Il substitue au conseil de pôle un organe plus souple : une commission composée, pour chaque pôle, des conseillers communautaires élus dans le périmètre, et dotée d'un pouvoir d'avis et de proposition. Cette commission serait notamment consultée, avant leur fixation par le conseil communautaire, sur les modalités d'exercice des compétences sur le territoire du pôle et les modifications qui leur seraient ultérieurement apportées.

Le président de l'intercommunalité pourrait déléguer une partie de ses fonctions à l'un des conseillers communautaires du périmètre désigné, sur sa proposition, après consultation de la commission du pôle, par l'organe délibérant de l'EPCI. Le conseiller désigné devrait rendre compte de sa délégation à chacune des réunions obligatoires de l'organe délibérant.

La réécriture que je vous propose de l'article unique de la proposition de loi respecte le souhait de ses auteurs d'assurer un exercice des pouvoirs au plus près du territoire, en associant les élus communaux. Depuis la loi de réforme des collectivités territoriales de 2010, nous avons toujours cherché à assurer la participation des élus communaux à l'ensemble des commissions intercommunales. Cette proposition de loi la renforce, notamment pour la grande ruralité.

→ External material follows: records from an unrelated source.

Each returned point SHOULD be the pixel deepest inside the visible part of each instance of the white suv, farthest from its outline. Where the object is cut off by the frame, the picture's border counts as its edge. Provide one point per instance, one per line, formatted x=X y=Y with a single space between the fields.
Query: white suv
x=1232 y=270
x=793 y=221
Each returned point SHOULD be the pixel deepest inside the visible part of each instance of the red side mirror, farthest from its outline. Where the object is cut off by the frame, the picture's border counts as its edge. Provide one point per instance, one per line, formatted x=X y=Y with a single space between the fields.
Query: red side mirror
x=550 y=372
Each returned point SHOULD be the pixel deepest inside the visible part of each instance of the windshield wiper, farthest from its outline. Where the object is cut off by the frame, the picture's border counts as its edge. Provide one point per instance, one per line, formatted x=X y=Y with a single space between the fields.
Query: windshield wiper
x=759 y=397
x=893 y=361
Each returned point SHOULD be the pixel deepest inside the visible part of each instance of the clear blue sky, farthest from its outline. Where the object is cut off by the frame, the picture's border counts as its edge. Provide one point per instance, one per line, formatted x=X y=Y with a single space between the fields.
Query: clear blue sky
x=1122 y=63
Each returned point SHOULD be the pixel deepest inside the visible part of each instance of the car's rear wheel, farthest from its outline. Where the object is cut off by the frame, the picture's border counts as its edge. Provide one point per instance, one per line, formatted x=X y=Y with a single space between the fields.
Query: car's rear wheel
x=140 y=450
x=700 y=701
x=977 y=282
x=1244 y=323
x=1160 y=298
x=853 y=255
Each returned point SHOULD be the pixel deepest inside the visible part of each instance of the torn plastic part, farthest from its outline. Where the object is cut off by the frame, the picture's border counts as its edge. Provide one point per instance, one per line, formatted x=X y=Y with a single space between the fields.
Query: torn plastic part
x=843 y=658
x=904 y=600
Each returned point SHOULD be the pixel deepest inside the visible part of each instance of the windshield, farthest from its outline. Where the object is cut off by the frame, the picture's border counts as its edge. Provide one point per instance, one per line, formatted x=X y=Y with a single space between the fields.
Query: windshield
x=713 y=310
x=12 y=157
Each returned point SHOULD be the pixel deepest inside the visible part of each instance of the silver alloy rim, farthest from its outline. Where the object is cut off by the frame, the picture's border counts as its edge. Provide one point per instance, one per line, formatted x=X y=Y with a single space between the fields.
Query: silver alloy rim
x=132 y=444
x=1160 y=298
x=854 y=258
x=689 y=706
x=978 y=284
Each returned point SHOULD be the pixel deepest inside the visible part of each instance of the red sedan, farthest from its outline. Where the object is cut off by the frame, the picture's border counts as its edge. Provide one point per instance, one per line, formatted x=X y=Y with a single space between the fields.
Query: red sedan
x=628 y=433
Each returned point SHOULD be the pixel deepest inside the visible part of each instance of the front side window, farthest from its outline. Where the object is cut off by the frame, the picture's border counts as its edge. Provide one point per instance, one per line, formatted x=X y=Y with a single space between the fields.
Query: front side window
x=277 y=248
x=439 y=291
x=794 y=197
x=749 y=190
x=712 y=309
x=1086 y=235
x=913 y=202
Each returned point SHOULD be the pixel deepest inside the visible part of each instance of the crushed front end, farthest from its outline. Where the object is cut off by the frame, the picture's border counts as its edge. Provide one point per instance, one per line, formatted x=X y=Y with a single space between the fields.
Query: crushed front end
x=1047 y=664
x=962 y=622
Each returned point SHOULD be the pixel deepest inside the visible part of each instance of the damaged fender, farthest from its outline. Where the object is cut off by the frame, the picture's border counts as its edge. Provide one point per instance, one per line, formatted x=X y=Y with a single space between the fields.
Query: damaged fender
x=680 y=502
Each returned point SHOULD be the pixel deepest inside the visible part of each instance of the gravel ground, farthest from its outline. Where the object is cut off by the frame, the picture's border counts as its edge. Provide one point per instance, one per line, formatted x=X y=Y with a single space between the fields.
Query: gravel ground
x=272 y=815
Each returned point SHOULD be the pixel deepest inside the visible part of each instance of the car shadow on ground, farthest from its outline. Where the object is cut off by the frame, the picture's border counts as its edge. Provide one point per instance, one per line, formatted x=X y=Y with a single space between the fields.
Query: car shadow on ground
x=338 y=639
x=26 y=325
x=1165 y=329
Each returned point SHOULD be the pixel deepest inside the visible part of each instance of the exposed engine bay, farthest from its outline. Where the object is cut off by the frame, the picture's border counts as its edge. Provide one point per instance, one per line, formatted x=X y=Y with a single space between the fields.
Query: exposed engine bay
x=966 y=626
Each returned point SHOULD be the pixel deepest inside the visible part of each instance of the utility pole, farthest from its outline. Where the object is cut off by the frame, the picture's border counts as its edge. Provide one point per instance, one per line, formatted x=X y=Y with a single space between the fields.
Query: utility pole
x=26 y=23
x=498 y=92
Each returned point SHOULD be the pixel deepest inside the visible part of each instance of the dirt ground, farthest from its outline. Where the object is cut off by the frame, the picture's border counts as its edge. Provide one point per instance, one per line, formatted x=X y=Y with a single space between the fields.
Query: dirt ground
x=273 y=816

M. Philippe Bas , président . - Merci de ce travail approfondi qui améliore considérablement la rédaction de cette proposition de loi, inspirée par le souci de prévenir la création de déserts démocratiques à l'intérieur de grandes intercommunalités comptant plusieurs bassins de vie juxtaposés.

Les intercommunalités jouissent de nouvelles capacités d'action appréciables tant pour la création de nouvelles infrastructures que pour la qualité des services rendus à la population. Mais quand les élus municipaux sont jusqu'à 250 dans les conseils de communautés de communes dotées de compétences très étendues, ils ne sont guère associés à l'exercice des responsabilités, au rebours de la logique antérieure, quand les communautés de communes restaient des structures de proximité où les maires exerçaient une véritable cogestion, dans le prolongement de l'action municipale.

La nouvelle logique comporte des éléments positifs mais aussi des risques. Les pôles territoriaux, déjà imaginés dans les chartes accompagnant la création de communautés de communes apportent un correctif à leur hypercentralisation. La création d'intercommunalités rurales de 200 000 habitants est une question que nous n'avons jamais abordée dans nos débats, pourtant fournis, sur la loi NOTRe.

La proposition de loi met un outil nouveau, facultatif, à la disposition des élus. Cet outil est très attendu dans nos grandes communautés de communes rurales.

M. Yves Détraigne . - Je me reconnais dans le rapport de Jacqueline Gourault et les propos du président Bas sur l'intérêt d'une organisation des intercommunalités XXL au plus près des réalités.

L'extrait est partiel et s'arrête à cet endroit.